Four Ways to Improve Verbo-visual Fusion for Dense 3D Visual Grounding
This work addresses the problem of precise object localization for applications like robotics and AR/VR, though it is incremental as it builds on existing grounding-by-detection methods.
The paper tackles dense 3D visual grounding, which involves 3D instance segmentation based on natural language descriptions, by proposing ConcreteNet with four modules to improve performance for repetitive instances, achieving first place on the ScanRefer benchmark and winning a related ICCV workshop challenge.

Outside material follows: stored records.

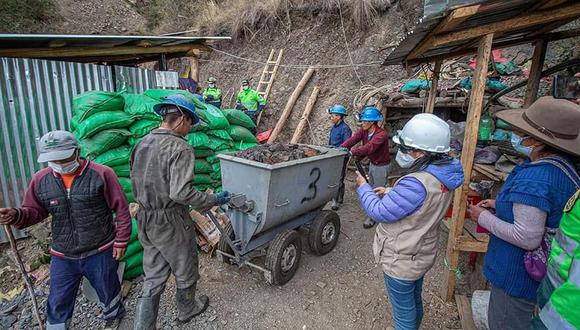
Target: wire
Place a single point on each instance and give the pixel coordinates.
(346, 43)
(290, 66)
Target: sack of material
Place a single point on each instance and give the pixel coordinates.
(198, 140)
(90, 103)
(238, 117)
(114, 157)
(213, 116)
(102, 121)
(240, 133)
(141, 128)
(122, 170)
(202, 166)
(219, 133)
(103, 141)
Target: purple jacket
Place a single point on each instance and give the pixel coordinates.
(408, 195)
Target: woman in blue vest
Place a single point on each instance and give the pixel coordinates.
(528, 208)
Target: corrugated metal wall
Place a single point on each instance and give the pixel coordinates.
(36, 97)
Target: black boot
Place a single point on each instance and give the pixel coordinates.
(188, 305)
(146, 313)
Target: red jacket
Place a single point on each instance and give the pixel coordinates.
(376, 149)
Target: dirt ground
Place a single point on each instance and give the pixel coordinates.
(341, 290)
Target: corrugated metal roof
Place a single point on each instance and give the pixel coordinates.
(490, 12)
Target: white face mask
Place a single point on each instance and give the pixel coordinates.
(65, 168)
(404, 160)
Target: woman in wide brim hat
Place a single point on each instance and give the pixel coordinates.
(529, 206)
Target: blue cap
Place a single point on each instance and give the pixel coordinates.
(180, 101)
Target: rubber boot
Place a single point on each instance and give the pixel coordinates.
(188, 305)
(369, 223)
(146, 313)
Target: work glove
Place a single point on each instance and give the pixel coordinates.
(223, 197)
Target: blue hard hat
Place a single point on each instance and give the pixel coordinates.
(338, 109)
(180, 101)
(370, 114)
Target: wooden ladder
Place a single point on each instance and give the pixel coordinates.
(267, 77)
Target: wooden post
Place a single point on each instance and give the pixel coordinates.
(305, 114)
(433, 91)
(290, 105)
(467, 155)
(535, 72)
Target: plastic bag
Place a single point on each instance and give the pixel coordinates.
(102, 121)
(114, 157)
(90, 103)
(141, 128)
(238, 117)
(240, 133)
(103, 141)
(198, 140)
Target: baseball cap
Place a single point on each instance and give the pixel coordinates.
(56, 145)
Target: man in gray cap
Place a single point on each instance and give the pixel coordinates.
(162, 170)
(87, 239)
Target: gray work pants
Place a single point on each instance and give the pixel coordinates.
(169, 246)
(508, 313)
(378, 175)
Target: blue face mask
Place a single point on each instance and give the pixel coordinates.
(517, 144)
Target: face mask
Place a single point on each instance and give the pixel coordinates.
(404, 160)
(65, 168)
(517, 144)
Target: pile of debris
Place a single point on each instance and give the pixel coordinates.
(277, 153)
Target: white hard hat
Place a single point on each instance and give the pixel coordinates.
(425, 131)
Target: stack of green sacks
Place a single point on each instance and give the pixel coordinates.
(101, 126)
(133, 257)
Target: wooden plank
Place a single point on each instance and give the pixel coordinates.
(433, 90)
(290, 105)
(465, 313)
(67, 52)
(467, 156)
(305, 115)
(525, 21)
(452, 20)
(535, 72)
(468, 244)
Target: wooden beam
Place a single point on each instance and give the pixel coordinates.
(433, 90)
(538, 18)
(467, 156)
(290, 105)
(452, 20)
(305, 115)
(535, 72)
(64, 52)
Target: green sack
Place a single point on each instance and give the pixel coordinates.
(122, 170)
(114, 157)
(213, 116)
(202, 179)
(219, 133)
(238, 117)
(240, 133)
(160, 94)
(90, 103)
(198, 140)
(203, 153)
(103, 141)
(217, 144)
(202, 166)
(140, 105)
(141, 128)
(102, 121)
(126, 184)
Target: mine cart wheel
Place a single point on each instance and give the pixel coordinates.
(283, 256)
(324, 232)
(223, 244)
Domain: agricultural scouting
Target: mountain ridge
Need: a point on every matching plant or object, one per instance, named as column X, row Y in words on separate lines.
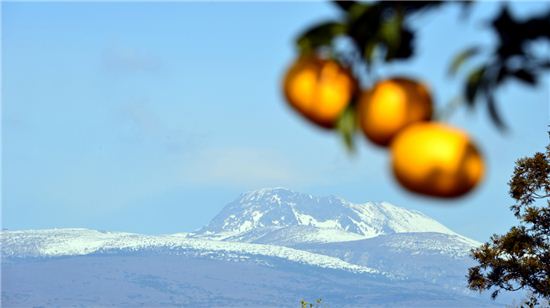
column 260, row 213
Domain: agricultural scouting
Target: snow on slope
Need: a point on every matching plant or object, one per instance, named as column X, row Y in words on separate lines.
column 71, row 242
column 258, row 214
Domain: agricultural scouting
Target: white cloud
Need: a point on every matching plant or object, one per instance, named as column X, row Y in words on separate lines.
column 249, row 167
column 130, row 60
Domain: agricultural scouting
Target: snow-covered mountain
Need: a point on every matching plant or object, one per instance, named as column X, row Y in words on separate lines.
column 79, row 242
column 270, row 247
column 282, row 216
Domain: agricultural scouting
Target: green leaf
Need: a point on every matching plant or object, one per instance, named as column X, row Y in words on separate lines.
column 346, row 127
column 390, row 32
column 320, row 35
column 461, row 58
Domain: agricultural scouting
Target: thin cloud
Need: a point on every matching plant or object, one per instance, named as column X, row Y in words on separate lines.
column 245, row 167
column 129, row 60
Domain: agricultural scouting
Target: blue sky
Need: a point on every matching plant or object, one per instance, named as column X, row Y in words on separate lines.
column 149, row 117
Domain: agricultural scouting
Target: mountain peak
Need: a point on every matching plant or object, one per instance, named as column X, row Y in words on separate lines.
column 280, row 210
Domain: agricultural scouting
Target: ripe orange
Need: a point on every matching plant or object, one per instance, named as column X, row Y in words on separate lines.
column 390, row 106
column 436, row 160
column 319, row 89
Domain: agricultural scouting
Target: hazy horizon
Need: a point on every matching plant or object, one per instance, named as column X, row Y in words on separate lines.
column 150, row 117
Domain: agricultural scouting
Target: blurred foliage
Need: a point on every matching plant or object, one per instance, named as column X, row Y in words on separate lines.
column 380, row 32
column 520, row 259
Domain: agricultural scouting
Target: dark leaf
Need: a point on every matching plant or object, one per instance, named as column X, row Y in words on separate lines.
column 461, row 58
column 473, row 84
column 493, row 112
column 526, row 76
column 344, row 5
column 320, row 35
column 396, row 38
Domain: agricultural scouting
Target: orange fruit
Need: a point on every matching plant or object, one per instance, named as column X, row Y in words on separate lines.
column 319, row 89
column 391, row 105
column 436, row 160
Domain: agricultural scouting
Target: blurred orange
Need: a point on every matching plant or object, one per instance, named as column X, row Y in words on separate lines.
column 319, row 89
column 392, row 105
column 436, row 160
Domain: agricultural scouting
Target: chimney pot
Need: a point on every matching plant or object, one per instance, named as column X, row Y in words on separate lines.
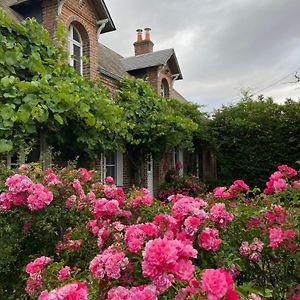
column 147, row 35
column 139, row 35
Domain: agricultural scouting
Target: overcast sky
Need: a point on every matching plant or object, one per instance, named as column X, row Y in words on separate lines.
column 223, row 46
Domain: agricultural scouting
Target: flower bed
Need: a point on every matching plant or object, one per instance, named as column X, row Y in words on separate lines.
column 65, row 235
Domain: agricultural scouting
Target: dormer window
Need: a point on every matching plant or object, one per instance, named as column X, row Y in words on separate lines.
column 164, row 88
column 75, row 49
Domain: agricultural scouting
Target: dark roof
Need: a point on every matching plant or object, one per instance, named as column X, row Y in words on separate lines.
column 152, row 59
column 100, row 8
column 109, row 63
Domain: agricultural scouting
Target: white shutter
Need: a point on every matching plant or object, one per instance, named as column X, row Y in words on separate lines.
column 180, row 157
column 119, row 169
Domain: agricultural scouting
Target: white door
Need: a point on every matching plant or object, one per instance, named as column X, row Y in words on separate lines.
column 150, row 174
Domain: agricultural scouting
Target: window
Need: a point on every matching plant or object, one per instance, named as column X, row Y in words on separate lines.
column 164, row 88
column 112, row 165
column 178, row 160
column 75, row 49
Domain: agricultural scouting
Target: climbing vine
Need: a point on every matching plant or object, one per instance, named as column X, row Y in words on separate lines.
column 41, row 94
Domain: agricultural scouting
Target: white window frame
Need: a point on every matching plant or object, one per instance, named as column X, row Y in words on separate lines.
column 73, row 43
column 178, row 155
column 162, row 90
column 118, row 158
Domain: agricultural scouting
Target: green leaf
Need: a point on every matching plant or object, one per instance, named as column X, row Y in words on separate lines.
column 5, row 146
column 59, row 119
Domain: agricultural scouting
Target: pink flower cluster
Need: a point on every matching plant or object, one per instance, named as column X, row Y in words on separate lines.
column 112, row 192
column 21, row 190
column 276, row 214
column 67, row 242
column 35, row 271
column 188, row 206
column 51, row 178
column 109, row 263
column 219, row 215
column 209, row 239
column 141, row 196
column 221, row 192
column 237, row 187
column 135, row 235
column 277, row 236
column 191, row 224
column 252, row 251
column 278, row 180
column 142, row 292
column 71, row 291
column 64, row 273
column 79, row 189
column 163, row 256
column 218, row 283
column 86, row 175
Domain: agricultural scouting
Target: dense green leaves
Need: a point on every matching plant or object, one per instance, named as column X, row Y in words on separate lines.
column 253, row 136
column 39, row 92
column 156, row 124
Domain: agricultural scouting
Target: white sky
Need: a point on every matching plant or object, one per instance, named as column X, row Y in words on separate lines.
column 223, row 46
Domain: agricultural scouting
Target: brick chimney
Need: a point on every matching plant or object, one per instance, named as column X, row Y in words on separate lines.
column 142, row 46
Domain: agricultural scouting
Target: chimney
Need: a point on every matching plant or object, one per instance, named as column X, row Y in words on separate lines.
column 142, row 46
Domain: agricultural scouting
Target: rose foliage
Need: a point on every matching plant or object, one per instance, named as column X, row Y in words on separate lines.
column 65, row 235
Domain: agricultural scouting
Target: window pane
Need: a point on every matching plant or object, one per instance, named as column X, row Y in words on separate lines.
column 110, row 158
column 76, row 52
column 77, row 65
column 76, row 36
column 110, row 171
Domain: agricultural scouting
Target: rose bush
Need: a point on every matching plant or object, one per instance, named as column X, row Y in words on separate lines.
column 65, row 235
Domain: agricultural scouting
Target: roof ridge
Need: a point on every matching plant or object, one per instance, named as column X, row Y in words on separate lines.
column 149, row 53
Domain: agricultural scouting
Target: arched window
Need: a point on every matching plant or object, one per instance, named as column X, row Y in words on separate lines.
column 75, row 49
column 164, row 88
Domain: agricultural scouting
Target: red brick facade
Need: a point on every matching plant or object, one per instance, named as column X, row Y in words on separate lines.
column 83, row 16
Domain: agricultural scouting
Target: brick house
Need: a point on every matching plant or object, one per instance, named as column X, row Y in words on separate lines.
column 85, row 21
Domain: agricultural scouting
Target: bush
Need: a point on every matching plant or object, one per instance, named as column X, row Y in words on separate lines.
column 64, row 234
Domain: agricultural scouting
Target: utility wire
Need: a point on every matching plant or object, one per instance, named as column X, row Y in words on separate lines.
column 276, row 82
column 270, row 85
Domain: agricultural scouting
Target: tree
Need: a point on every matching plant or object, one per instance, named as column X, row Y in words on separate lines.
column 253, row 136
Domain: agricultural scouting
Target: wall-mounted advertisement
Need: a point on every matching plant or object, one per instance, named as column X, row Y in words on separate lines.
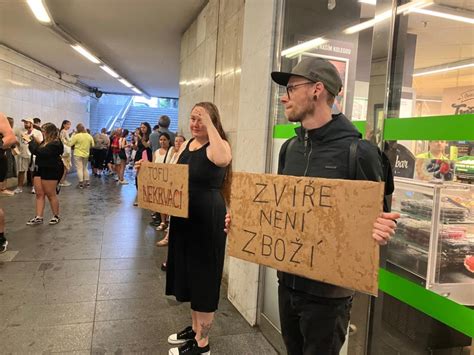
column 458, row 101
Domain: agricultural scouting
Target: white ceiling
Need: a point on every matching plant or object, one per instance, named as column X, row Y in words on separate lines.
column 442, row 41
column 140, row 39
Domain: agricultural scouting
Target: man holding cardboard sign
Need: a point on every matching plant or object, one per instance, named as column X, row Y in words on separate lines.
column 315, row 315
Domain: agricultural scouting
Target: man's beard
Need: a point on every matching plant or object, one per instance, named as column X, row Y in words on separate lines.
column 300, row 115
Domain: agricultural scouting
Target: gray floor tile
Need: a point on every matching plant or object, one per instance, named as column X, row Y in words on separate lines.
column 51, row 314
column 241, row 344
column 130, row 276
column 101, row 265
column 137, row 308
column 50, row 294
column 128, row 264
column 18, row 267
column 125, row 333
column 130, row 290
column 43, row 339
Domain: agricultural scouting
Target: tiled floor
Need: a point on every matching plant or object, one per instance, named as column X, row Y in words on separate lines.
column 92, row 283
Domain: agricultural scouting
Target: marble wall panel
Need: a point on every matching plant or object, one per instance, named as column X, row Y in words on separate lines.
column 28, row 90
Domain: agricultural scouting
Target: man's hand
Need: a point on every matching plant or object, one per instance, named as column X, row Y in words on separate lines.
column 227, row 222
column 384, row 227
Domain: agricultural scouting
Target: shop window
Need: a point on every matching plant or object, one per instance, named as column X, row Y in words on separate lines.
column 432, row 77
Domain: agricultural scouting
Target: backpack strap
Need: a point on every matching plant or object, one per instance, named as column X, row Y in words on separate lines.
column 353, row 159
column 284, row 153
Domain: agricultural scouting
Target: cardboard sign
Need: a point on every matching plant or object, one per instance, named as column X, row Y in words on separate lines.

3D visual grounding is the task of localizing the object in a 3D scene which is referred by a description in natural language. With a wide range of applications ranging from autonomous indoor robotics to AR/VR, the task has recently risen in popularity. A common formulation to tackle 3D visual grounding is grounding-by-detection, where localization is done via bounding boxes. However, for real-life applications that require physical interactions, a bounding box insufficiently describes the geometry of an object. We therefore tackle the problem of dense 3D visual grounding, i.e. referral-based 3D instance segmentation. We propose a dense 3D grounding network ConcreteNet, featuring four novel stand-alone modules that aim to improve grounding performance for challenging repetitive instances, i.e. instances with distractors of the same semantic class. First, we introduce a bottom-up attentive fusion module that aims to disambiguate inter-instance relational cues, next, we construct a contrastive training scheme to induce separation in the latent space, we then resolve view-dependent utterances via a learned global camera token, and finally we employ multi-view ensembling to improve referred mask quality. ConcreteNet ranks 1st on the challenging ScanRefer online benchmark and has won the ICCV 3rd Workshop on Language for 3D Scenes "3D Object Localization" challenge. Our code is available at ouenal.github.io/concretenet/.